Problem Solving Therapy

Problem solving therapy is a form of therapy that provides clients with tools to identify and solve problem that arise from life stressors. Problem solving therapy is very practical in its approach and is concerned with the present. This orientation embraces self-efficacy and accepts the idea that problems are a normal part of life.

Psychedelic Integration/Harm Reduction

Psychedelics assist in giving us a glimpse into the unconscious mind. With the assistance of talk therapy these medicines help us work through and examine emotions in a safe and freeing environment. Psychedelic Integration (& Preparation) Therapy involves preparing for an upcoming journey/ceremony/healing experience with a plant medicine or psychedelic medicine, and/or processing a psychedelic experience in a therapeutic context afterwards. Harm reduction comes as a part of the education of plant medicine or psychedelic so that the participant is coming into the experience with full consent and understanding of what to look for in case help is needed. It is through a healer or clinician that we can gain tools and understandings to have the experience the medicine is offering to humanity.

Sandtray

Sandtray is a powerful, non-verbal, therapeutic technique that facilitates one’s natural capacity for healing. Sandtray uses objects and figures placed in a sandtray to create scenes of miniature worlds that reflects a person’s inner thoughts, struggles and concerns. By moving the miniatures in response to a given prompt, new insights and clarity help the client overcome their struggles.

Solution Focused Therapy

Solution Focused Therapy is a goal-focused, respectful collaborative, therapeutic approach, which helps clients change by constructing solutions rather than focusing on problems. In the most basic sense, it is a hope friendly, positive emotion eliciting, and future-oriented vehicle for formulating, motivating, achieving, and sustaining desired change. Therapist and client carefully search through the client’s life experience and behavioral repertoire to discover the necessary resources needed to co-construct a practical and sustainable solution that the client can readily implement.

Somatic Experience (SE)

Somatic Experience (SE), “pioneered by biological physicist and psychologist Peter Levine, Ph.D., is an approach that uses internal body awareness and kinesthetic sense” (Naparstek B., Invisible Heroes) to gradually move past the parts of traumatic experience that feel stuck in the body. Trauma is often experienced as a frozen event in one’s body that will be repeated through time. Through an imagined oasis of calm and safety, the person is able to gradually dispel the traumatic reaction through responses the body wishes to make that were unavailable during the original traumatic event.

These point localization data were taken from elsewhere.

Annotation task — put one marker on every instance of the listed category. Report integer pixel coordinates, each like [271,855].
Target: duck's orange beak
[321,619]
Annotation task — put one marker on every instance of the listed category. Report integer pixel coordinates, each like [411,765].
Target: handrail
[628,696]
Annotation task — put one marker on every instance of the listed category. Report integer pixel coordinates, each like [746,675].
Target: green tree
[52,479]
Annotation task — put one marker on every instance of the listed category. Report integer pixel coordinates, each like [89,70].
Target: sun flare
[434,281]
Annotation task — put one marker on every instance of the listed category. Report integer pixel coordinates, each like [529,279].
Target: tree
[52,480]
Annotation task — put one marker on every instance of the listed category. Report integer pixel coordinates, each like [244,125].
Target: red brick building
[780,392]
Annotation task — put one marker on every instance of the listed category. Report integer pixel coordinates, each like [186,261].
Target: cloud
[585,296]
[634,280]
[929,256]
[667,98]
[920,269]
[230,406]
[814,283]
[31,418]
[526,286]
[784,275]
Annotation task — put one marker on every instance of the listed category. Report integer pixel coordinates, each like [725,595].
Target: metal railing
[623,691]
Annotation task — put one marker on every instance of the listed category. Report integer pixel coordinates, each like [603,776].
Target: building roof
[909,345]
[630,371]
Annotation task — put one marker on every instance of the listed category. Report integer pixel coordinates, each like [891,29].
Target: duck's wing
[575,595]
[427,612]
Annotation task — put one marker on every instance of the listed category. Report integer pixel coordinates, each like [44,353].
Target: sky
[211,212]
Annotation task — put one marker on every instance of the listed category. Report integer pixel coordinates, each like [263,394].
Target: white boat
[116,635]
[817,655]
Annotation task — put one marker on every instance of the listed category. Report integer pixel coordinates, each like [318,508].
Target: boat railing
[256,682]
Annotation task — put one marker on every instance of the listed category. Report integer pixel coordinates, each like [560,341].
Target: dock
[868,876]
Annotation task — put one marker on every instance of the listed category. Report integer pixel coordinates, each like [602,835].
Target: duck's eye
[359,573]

Tapas Acupressure Technique (TAT)

Tapas Acupressure Technique (TAT) uses a gentle acupressure pose near the bridge of the nose, gentle pressure on the occipital area at the back of the head, and stimulation of the sixth chakra point to effect a positive change. The client focuses on a particular problem, emotion, image or sensation during this pose.

Trauma Informed Therapy

Trauma Informed Therapy is a framework for understanding the impact of trauma on the mind, body and overall well-being. Specific attention and respect is given to the detrimental effects of trauma on health, relationships, thinking and behavior. Treatment serves to clear traumatic residue which often persists long after the traumatic situation or event.